The aim of this study was to evaluate the frequency of various otolaryngological symptoms in patients with COVID-19 with regard to age, gender and pneumonia-related thorax CT characteristics.

Methods

This is a retrospective study conducted between March 25, 2020 and April 25, 2020. The anamnesis and medical files of 155 patients who applied to our outpatient COVID-19 clinic were evaluated. Patients with positive PCR tests for COVID-19 who were aged between 18–72 years were divided into groups according to the presence of otolaryngological symptoms. The differences between the two groups were examined.

Results

Of the 155 patients, 89 (57.4%) had otolaryngological symptoms. The mean age of the patients was 36.3 ± 8.1 years. Ninety-one (58.7%) patients were female, and 64 (42.2%) were male. Fifty-eight (37.4%) patients had received a clinical diagnosis of viral pneumonia with ground glass findings in tomography. The frequency of otolaryngological symptoms was higher in females than males (p: 0.029). The otolaryngological symptoms were also observed to be more frequent in the 18–30 age group (p: 0.013) compared to other age groups.

Conclusions

Tinnitus, gingivitis, sudden hearing loss, Bell’s palsy, and hoarseness can be seen in COVID-19, albeit rarely. Revealing the otolaryngological symptoms of COVID-19, and obtaining more information about the extent of disease will be useful in managing patients and their complaints associated with otolaryngology

Introduction

The disease caused by the virus named as SARS-CoV-2 started in Wuhan, China at the end of 2019. It spread throughout the globe at an alarming pace and became the first pandemic of the twenty-first century. After seeing some signs of slowing with worldwide measures, it is evident that the disease (COVID-19) will continue to spread due to the reduction in strict measures [1].
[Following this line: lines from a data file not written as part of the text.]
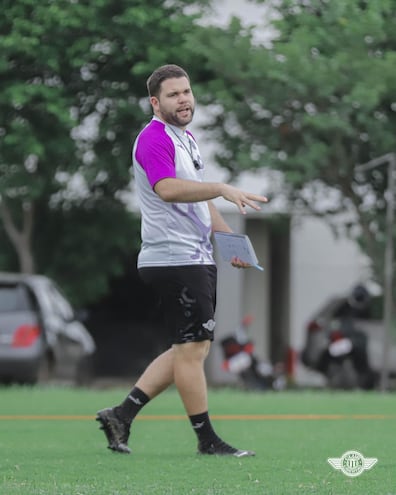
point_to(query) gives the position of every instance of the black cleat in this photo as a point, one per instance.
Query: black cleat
(116, 430)
(218, 447)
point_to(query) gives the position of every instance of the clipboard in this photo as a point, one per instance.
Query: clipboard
(236, 245)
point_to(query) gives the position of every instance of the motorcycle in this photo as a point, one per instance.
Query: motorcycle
(345, 361)
(240, 359)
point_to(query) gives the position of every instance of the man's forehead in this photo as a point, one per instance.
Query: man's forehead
(175, 84)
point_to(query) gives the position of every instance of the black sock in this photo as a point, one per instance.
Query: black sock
(203, 427)
(132, 404)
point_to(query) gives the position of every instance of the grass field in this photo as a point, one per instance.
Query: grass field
(51, 445)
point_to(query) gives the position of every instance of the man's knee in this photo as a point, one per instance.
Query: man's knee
(196, 351)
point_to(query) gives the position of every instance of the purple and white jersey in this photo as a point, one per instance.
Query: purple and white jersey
(172, 233)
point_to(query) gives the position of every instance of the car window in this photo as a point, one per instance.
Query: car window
(15, 298)
(59, 304)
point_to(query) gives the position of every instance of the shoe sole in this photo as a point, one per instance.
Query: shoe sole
(104, 426)
(239, 453)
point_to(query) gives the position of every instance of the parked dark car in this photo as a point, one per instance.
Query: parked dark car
(344, 341)
(41, 338)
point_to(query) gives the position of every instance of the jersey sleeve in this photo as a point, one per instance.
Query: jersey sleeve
(155, 153)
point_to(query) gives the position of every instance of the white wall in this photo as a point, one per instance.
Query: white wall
(321, 267)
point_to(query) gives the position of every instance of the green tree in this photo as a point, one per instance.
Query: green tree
(316, 102)
(72, 79)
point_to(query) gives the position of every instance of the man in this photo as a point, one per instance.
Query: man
(176, 259)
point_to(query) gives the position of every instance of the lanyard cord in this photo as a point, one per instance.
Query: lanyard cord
(189, 151)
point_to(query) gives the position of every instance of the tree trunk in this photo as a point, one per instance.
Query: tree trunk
(20, 238)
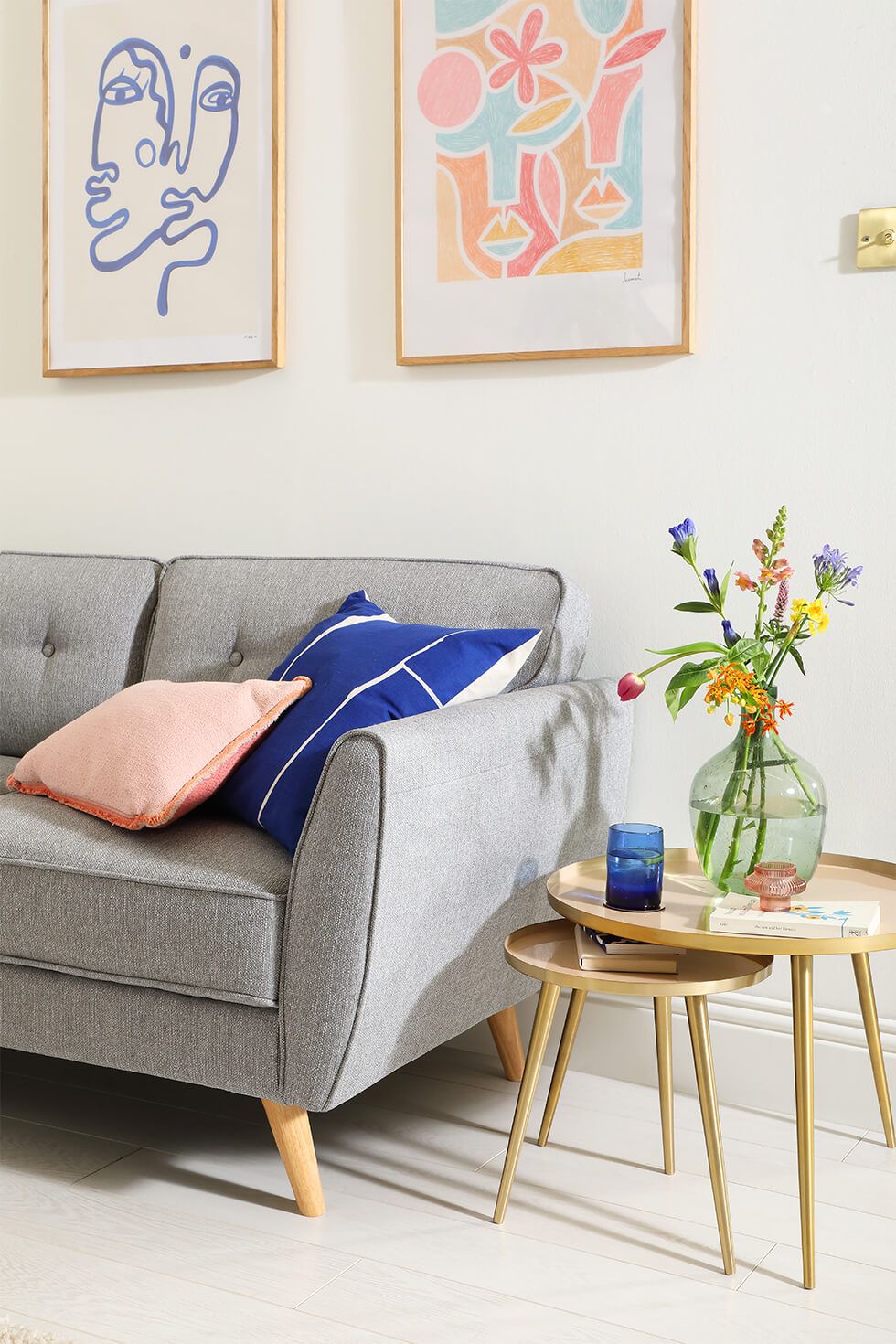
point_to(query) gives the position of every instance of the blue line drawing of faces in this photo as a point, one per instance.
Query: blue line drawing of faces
(148, 188)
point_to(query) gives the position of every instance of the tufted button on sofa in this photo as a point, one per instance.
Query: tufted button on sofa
(206, 952)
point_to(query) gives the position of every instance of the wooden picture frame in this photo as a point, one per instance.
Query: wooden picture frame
(577, 297)
(68, 237)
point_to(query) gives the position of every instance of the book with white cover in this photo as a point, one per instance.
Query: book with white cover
(804, 920)
(592, 957)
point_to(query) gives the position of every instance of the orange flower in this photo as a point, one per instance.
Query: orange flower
(776, 571)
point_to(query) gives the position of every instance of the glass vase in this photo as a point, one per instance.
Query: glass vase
(756, 800)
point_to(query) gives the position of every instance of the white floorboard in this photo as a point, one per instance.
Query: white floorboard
(139, 1210)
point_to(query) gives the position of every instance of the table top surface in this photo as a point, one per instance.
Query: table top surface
(547, 952)
(688, 898)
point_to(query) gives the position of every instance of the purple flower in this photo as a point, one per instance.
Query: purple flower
(681, 531)
(833, 572)
(712, 582)
(684, 540)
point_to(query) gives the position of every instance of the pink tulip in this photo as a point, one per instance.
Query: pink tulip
(630, 686)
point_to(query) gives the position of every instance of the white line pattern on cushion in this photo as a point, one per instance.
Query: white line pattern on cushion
(352, 695)
(349, 620)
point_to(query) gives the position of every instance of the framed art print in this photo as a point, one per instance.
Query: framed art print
(163, 186)
(544, 179)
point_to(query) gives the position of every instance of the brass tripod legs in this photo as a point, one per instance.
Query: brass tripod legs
(543, 1019)
(872, 1034)
(567, 1040)
(663, 1026)
(699, 1023)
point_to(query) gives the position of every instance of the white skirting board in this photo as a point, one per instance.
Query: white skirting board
(752, 1050)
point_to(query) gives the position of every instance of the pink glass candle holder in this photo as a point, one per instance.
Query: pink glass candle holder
(775, 883)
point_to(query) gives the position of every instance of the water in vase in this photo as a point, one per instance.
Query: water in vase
(741, 839)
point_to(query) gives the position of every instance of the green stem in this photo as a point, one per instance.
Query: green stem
(666, 661)
(795, 631)
(797, 773)
(733, 848)
(762, 827)
(706, 835)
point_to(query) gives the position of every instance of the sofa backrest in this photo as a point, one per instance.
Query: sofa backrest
(232, 618)
(73, 631)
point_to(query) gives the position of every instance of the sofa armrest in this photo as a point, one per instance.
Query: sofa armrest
(427, 841)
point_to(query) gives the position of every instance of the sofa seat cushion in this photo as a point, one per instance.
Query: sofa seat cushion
(197, 909)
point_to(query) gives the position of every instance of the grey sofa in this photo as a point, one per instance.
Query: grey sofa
(206, 952)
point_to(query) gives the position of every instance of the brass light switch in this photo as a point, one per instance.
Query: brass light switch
(876, 237)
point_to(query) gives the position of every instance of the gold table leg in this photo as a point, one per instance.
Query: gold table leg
(540, 1031)
(663, 1024)
(567, 1041)
(801, 971)
(861, 966)
(699, 1023)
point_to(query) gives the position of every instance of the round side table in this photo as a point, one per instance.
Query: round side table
(547, 952)
(688, 900)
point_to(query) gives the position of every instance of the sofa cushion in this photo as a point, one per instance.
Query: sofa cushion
(156, 750)
(73, 631)
(197, 909)
(232, 618)
(7, 766)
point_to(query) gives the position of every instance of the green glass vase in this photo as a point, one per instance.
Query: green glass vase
(756, 800)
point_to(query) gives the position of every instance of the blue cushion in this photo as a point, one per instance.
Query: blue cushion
(364, 668)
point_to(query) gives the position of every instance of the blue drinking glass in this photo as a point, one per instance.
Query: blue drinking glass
(635, 867)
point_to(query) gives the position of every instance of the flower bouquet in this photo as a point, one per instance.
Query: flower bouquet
(755, 798)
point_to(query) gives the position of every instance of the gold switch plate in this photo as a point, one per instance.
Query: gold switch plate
(876, 238)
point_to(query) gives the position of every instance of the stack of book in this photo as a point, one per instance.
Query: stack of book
(804, 920)
(606, 952)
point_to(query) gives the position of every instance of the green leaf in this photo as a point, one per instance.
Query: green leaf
(704, 646)
(798, 659)
(686, 683)
(744, 649)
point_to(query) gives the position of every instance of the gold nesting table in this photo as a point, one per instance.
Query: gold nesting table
(577, 892)
(547, 952)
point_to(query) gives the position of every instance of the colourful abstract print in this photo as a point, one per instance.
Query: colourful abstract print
(538, 116)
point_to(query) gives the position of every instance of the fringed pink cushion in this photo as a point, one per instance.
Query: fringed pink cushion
(155, 752)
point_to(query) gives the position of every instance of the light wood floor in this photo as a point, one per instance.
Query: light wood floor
(137, 1210)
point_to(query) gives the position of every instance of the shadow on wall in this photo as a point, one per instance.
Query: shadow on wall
(369, 165)
(20, 169)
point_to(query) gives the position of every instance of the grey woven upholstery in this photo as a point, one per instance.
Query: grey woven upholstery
(73, 631)
(202, 952)
(231, 618)
(197, 1040)
(197, 907)
(7, 766)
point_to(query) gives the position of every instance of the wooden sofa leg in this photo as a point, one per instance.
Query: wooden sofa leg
(293, 1136)
(506, 1032)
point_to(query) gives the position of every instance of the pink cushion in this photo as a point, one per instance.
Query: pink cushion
(156, 750)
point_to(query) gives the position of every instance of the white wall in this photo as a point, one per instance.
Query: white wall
(792, 397)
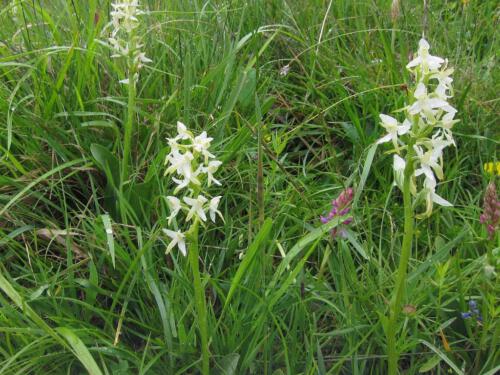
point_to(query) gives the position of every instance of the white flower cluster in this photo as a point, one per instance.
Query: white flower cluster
(123, 40)
(193, 167)
(426, 128)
It is well-established that the disease may be asymptomatic or may range from mild to very severe symptoms [2,3,4]. According to the data obtained in recent studies, the severity of the disease differs epidemiologically according to race, gender and age [2, 5, 6].

COVID-19 was classified as type A has seen in the USA and Australia, type B has seen in China, and East Asia and type C has seen in Europe in a recent study [7]. These subtypes can have different clinical symptoms as well.
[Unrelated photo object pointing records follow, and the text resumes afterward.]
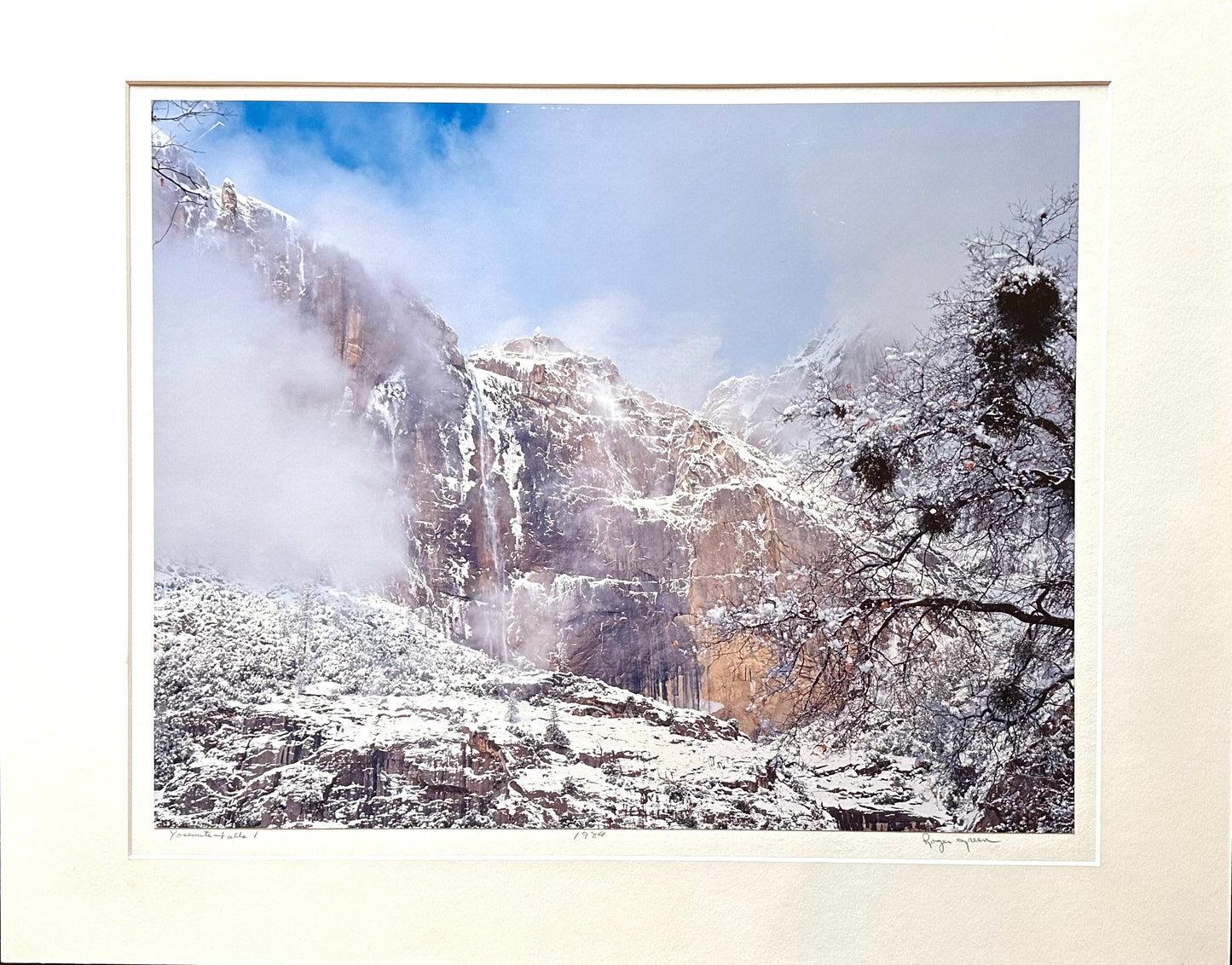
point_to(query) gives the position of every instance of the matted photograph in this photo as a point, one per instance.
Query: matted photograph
(599, 466)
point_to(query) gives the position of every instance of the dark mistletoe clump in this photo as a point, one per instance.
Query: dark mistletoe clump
(875, 467)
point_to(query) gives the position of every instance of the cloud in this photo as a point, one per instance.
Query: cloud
(257, 472)
(727, 234)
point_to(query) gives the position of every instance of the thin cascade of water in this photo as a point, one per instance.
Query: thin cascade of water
(490, 531)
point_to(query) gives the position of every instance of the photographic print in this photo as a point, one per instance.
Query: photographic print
(652, 466)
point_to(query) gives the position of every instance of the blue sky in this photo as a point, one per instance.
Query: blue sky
(686, 242)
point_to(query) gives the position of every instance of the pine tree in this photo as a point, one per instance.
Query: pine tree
(553, 736)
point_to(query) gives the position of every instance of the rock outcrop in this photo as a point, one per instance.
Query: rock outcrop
(561, 514)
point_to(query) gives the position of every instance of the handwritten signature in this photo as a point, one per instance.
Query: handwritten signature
(218, 835)
(939, 843)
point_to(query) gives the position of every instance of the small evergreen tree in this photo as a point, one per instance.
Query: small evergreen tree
(553, 736)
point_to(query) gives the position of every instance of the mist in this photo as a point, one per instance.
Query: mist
(686, 242)
(257, 472)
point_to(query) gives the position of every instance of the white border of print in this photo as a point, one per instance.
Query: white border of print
(1160, 891)
(1082, 847)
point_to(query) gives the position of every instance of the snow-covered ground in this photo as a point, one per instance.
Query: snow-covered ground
(317, 708)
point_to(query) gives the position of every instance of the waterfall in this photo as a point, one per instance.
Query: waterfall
(490, 527)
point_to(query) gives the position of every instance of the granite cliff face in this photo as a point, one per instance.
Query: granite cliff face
(559, 513)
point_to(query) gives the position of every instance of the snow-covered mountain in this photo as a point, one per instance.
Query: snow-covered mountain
(318, 708)
(753, 407)
(559, 513)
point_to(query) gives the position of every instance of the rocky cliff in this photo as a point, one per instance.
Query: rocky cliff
(559, 513)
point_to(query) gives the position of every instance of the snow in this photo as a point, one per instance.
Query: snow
(351, 682)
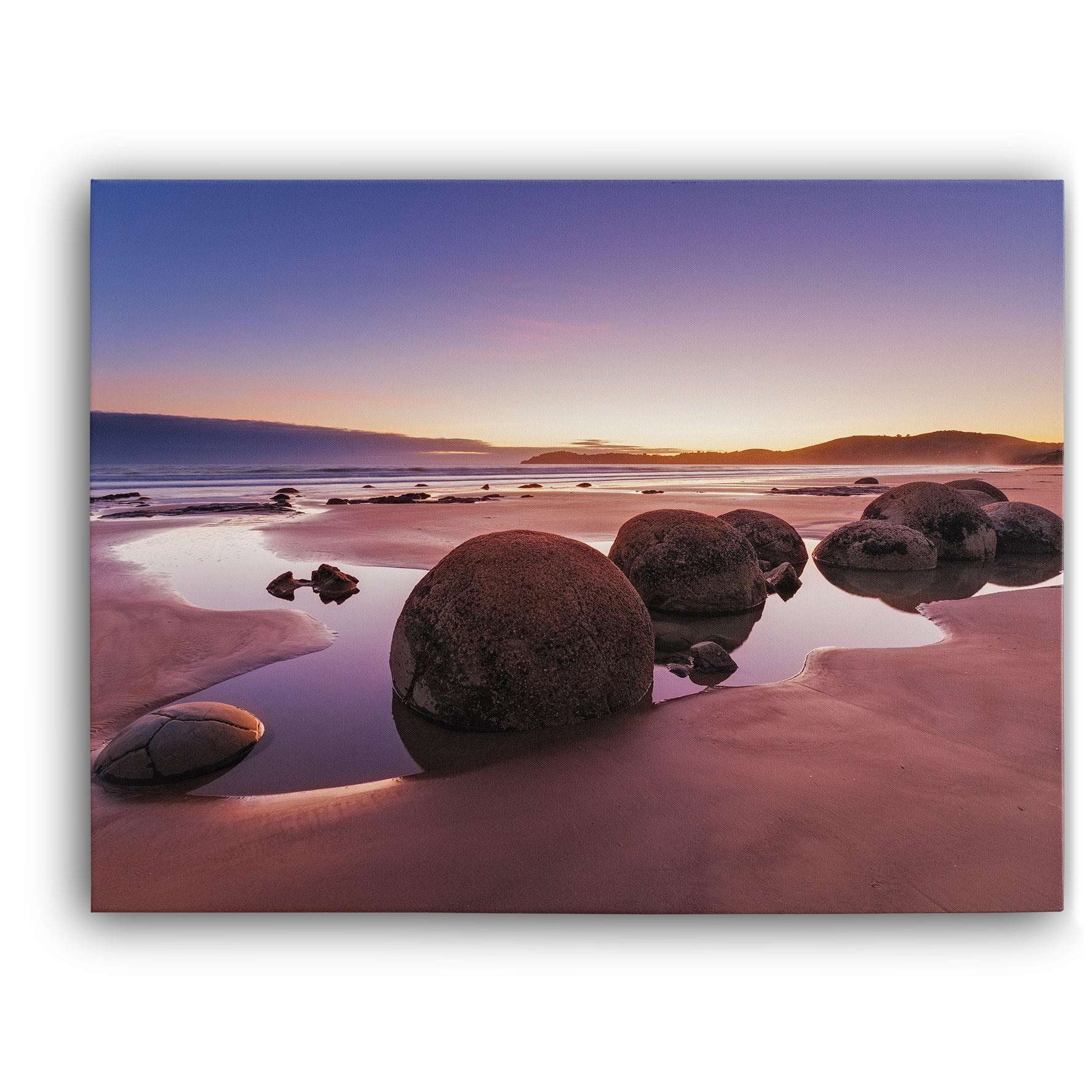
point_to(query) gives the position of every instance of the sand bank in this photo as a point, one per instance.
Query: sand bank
(418, 535)
(149, 646)
(924, 779)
In this study, we aimed to investigate otolaryngological symptoms in patients diagnosed with COVID-19 at our clinic.

Methods

We conducted a retrospective observational study in our hospital which was designated as a ‘pandemic hospital’ by the Ministry of Health, between March 25, 2020 and April 25, 2020. The study group was comprised of patients who had applied to our outpatient clinic and were later confirmed to have COVID-19 via real-time PCR (qRT-PCR) tests on respiratory samples (oropharyngeal and nasopharyngeal swabs). All patients between the ages of 18–72 were included in the study. The patient groups with otolaryngological symptoms were divided into 5 age groups: ages between 18–30 was defined as Group 1, ages between 30–40 was Group2, ages between 50–60 was Group 4 and ages more than 60 was defined as Group 5. The distribution of age according to ENT symptoms was evaluated. The extraction of RNA from samples was performed using the NucleoSpin® RNA Virus kit (Macherey–Nagel) according to the manufacturer’s instructions, and amplification via RT-PCR was performed with protocols developed by the Turkish National Public Health Institute [8].

We aimed to determine the frequency of various otolaryngologic symptoms in patients with COVID-19, and to evaluate these symptoms with regard to age, gender and thorax CT results.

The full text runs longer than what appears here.